Emir'in sırtındaydı gözlerim; ne duygularla baktığını bilmediğim gözlerim. Sırtı inip kalkmıyordu. Nefes aldığına dair hiçbir kanıt göremiyordum. Bir sessizlik oluştu. Uzun bir sessizlik. Ölüm sessizliği. Kardeşinin saçlarını mı okşuyordu, veya sadece sarılıyor muydu bilmiyorum. Beyaz gömleğindeydi bakışlarım. Bembeyaz bir gömleğin siyaha bulandığına şahitlik eder miydi gözlerim?
Yanıma biri gelince bakışlarımı dakikalar sonra ilk defa Emir'in beyaz gömleğinden çektim ve Altay'ın yan profiline çevirdim. Gözlerindeki şaşkınlık odadaki herkeste dolaşmış ve en son Emir'in siyaha bulanan beyaz gömleğine çevrilmişti. Aldığı nefesi dışarıya veremedi. Gözleri sanki bu anda kaldı ve son nefesini bu anda verip öldü.
N'oluyor Sena? Ölüm sessizliği büyüyordu. Hiçkimseden çıt çıkmıyordu. Yataktaki ölü mü baygın mı bilmediğim adama baktım. Beyaz yorgan belinin altını örtmüştü sadece. O ölmüştü. Ölmediyse bile, ölecekti. Biraz sonra.
Bakışlarım yavaşça Arun Çakır'a değdiğinde o da bana bakıyordu. Üzerindeki beyaz gömleğin eşi olan ceketi, bedenini kapatmak isteyen bir kızın üzerindeydi. Gözlerindeki ifadesizlik son anda yetiştiğini söylüyor gibiydi. Öyle değilse bile öyle olmalıydı. Ben öyle hissediyordum. Öyle olmalıydı.

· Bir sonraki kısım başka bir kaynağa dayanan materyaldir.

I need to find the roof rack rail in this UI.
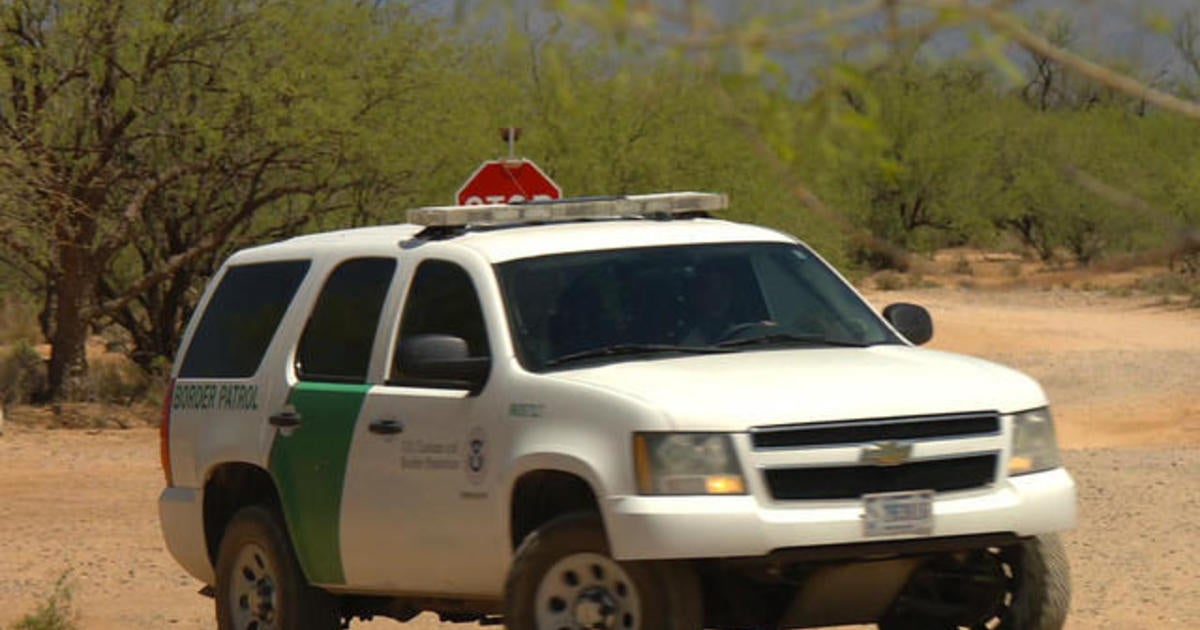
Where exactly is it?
[408,192,730,234]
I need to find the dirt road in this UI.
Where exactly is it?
[0,289,1200,630]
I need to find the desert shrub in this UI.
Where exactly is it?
[1138,272,1200,301]
[8,571,79,630]
[88,356,149,404]
[0,294,42,343]
[875,271,905,290]
[0,340,46,404]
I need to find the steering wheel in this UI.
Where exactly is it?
[713,319,779,343]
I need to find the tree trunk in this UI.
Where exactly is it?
[44,242,98,401]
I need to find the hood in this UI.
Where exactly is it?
[553,346,1045,431]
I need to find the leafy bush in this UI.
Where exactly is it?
[0,340,46,404]
[0,294,42,343]
[8,571,79,630]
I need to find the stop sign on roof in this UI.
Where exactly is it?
[455,158,563,205]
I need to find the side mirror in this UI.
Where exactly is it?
[392,335,492,392]
[883,302,934,346]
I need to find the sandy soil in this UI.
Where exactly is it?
[0,289,1200,630]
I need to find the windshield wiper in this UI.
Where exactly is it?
[546,343,730,367]
[715,332,870,348]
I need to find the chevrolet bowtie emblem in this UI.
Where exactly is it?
[858,442,912,466]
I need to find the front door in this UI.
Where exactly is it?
[342,259,508,598]
[268,258,396,586]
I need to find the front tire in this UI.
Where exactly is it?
[504,512,703,630]
[216,505,342,630]
[878,534,1070,630]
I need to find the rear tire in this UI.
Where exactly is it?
[878,534,1070,630]
[216,505,342,630]
[504,512,703,630]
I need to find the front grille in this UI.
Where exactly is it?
[750,412,1000,449]
[764,454,996,500]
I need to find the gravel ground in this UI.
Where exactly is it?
[0,289,1200,630]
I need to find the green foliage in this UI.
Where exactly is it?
[8,571,79,630]
[0,0,1200,400]
[0,340,46,404]
[0,295,42,343]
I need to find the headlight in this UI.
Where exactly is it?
[1008,408,1062,475]
[634,433,746,494]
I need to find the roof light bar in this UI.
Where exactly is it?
[408,192,730,228]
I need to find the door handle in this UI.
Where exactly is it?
[368,420,404,436]
[270,412,300,428]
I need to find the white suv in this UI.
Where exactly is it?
[160,193,1075,630]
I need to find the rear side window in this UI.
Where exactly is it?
[179,260,308,378]
[296,258,396,383]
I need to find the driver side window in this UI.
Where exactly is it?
[391,259,490,380]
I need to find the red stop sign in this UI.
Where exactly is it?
[455,160,563,205]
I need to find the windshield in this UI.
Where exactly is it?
[497,242,898,372]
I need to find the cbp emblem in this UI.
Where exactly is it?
[858,442,912,466]
[466,427,487,486]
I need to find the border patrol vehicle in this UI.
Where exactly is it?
[160,193,1075,630]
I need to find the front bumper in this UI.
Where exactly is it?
[158,486,215,584]
[602,468,1075,560]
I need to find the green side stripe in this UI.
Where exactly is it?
[269,383,371,584]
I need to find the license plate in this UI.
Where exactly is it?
[863,490,934,536]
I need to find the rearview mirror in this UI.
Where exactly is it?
[391,335,492,392]
[883,302,934,346]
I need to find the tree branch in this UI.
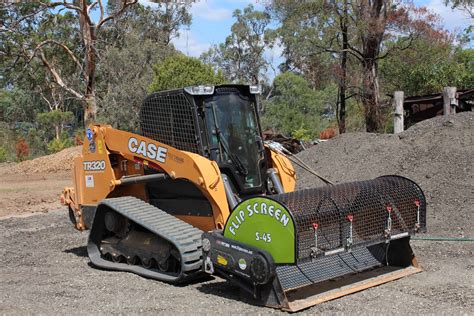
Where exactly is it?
[39,48,85,100]
[30,40,82,71]
[97,0,138,29]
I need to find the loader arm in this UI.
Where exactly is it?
[63,125,229,230]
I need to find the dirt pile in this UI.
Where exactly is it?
[0,146,82,175]
[297,112,474,237]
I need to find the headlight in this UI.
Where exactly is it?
[250,84,262,94]
[184,86,214,95]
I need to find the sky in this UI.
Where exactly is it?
[151,0,472,59]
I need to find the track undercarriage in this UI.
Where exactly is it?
[88,197,202,283]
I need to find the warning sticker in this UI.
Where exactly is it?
[86,175,94,188]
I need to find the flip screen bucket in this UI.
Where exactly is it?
[261,176,426,311]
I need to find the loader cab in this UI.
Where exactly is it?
[200,86,267,195]
[140,85,268,197]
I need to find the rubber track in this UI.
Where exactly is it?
[87,196,203,283]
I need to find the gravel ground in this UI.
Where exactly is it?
[297,112,474,237]
[0,113,474,315]
[0,210,474,315]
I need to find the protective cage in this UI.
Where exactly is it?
[140,89,203,155]
[206,176,426,311]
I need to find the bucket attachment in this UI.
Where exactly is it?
[203,176,426,312]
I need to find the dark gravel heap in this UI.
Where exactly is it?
[297,112,474,237]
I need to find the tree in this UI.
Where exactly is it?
[272,0,352,133]
[1,0,138,124]
[262,72,335,139]
[148,54,225,92]
[380,38,474,96]
[201,5,274,84]
[273,0,444,132]
[444,0,474,19]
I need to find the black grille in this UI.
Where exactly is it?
[216,87,240,94]
[273,176,426,262]
[140,91,201,154]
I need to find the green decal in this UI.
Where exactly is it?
[224,197,295,263]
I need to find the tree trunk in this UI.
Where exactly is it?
[79,0,97,127]
[362,60,382,133]
[338,0,349,134]
[359,0,386,133]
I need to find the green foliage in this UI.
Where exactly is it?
[0,87,42,123]
[0,146,8,162]
[148,54,225,92]
[380,40,474,96]
[48,134,74,154]
[0,121,17,162]
[37,110,74,127]
[262,72,336,139]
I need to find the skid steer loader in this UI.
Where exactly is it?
[62,85,426,311]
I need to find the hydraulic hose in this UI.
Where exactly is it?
[411,236,474,241]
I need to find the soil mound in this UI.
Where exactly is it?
[297,112,474,237]
[0,146,82,175]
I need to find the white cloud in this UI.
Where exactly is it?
[191,0,232,21]
[426,0,472,32]
[172,30,211,57]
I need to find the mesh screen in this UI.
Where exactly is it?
[140,92,201,154]
[272,176,426,261]
[216,87,240,94]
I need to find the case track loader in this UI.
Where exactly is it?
[62,85,426,311]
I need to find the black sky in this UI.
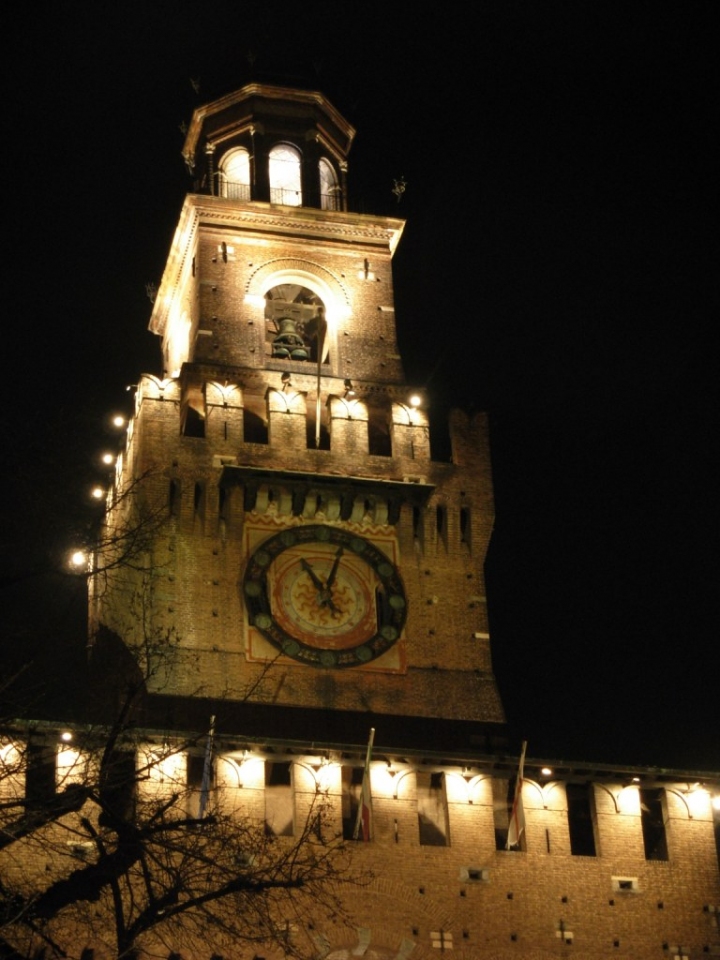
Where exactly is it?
[2,2,720,769]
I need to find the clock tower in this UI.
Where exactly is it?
[91,84,504,750]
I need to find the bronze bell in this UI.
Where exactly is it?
[272,317,309,360]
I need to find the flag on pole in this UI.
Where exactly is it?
[353,727,375,843]
[505,740,527,850]
[198,716,215,820]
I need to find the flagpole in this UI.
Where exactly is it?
[353,727,375,840]
[505,740,527,850]
[198,714,215,820]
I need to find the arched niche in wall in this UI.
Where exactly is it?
[245,259,350,375]
[218,147,250,200]
[268,143,302,207]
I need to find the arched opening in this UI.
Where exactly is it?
[220,147,250,200]
[318,157,340,210]
[268,143,302,207]
[265,283,328,363]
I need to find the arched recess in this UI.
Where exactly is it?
[245,258,350,376]
[268,143,302,207]
[219,147,250,200]
[318,157,342,210]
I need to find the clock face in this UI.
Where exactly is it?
[243,525,407,667]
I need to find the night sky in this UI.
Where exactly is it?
[0,2,720,770]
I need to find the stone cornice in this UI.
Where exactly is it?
[149,194,405,336]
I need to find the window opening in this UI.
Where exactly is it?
[220,147,250,200]
[417,773,450,847]
[183,405,205,438]
[265,283,328,364]
[168,480,181,517]
[193,483,205,526]
[318,157,340,210]
[269,143,302,207]
[435,504,447,548]
[25,743,55,808]
[100,750,137,826]
[368,407,392,457]
[492,777,525,851]
[265,760,295,837]
[640,787,668,860]
[342,767,363,840]
[243,396,269,444]
[460,507,470,547]
[305,403,330,450]
[565,783,597,857]
[413,507,423,540]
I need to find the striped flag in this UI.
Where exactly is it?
[198,716,215,820]
[353,727,375,843]
[505,740,527,850]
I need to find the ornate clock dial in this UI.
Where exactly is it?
[243,525,407,667]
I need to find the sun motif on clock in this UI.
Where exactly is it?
[243,524,407,667]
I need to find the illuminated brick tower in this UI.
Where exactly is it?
[93,84,504,749]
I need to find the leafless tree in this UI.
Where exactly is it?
[0,640,362,960]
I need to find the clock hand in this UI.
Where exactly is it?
[300,557,325,593]
[325,547,344,590]
[300,557,340,614]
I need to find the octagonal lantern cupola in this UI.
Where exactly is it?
[183,84,355,210]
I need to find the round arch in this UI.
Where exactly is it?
[245,258,350,373]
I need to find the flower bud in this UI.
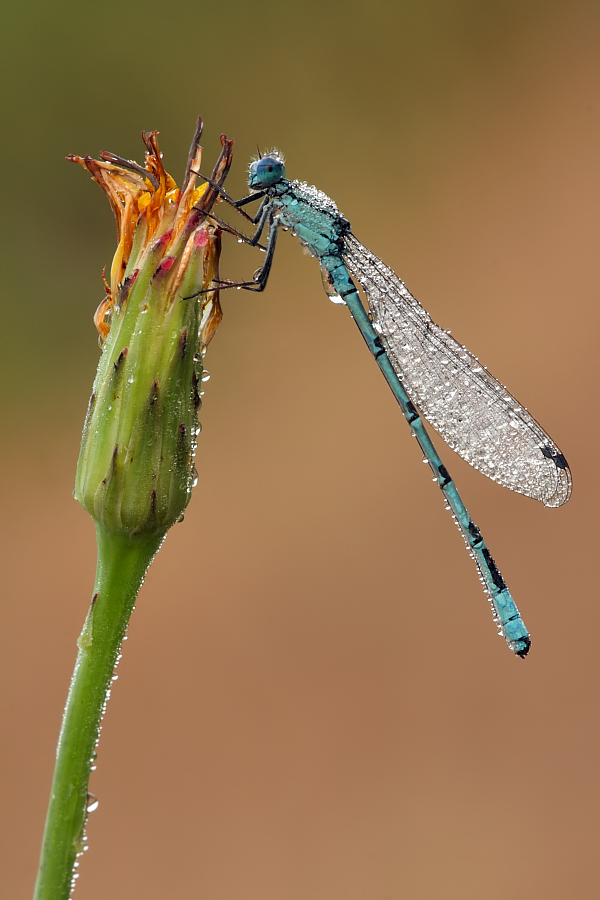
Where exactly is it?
[70,121,232,536]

Bakışlarımı siyaha bulanan beyaz gömleğe çevirdim. İki çift göz de yoktu görüş alanımda. Bildiğim tek şey; ikisi de ölüydü şu an. Ya da biri... Nil'in ağlama nidaları yavaş yavaş kulaklarıma ulaştı. Ya dakikalardır vardı bu nidalar, ya da ben yeni dönmüştüm bu odaya. Soğuk ve buz gibi odaya. Ölülerle dolu olan bu odaya.
ŞİMDİ OKUDUĞUN
GEÇMİŞİN İZİ
Teen FictionHer gün ölür mü bir insan? Her gün ölüyordum. Peki öldüğü gibi dirilir mi bir insan? Öldüğüm gibi diriliyordum... ... BU HİKAYEDEKİ OLAYLAR TAMAMEN HAYAL ÜRÜNÜDÜR. GERÇEK KİŞİ VE KURUMLARLA BİR İLGİSİ BULUNMAMAKTADIR! Yayınlama Tarihi: 26 Nisan...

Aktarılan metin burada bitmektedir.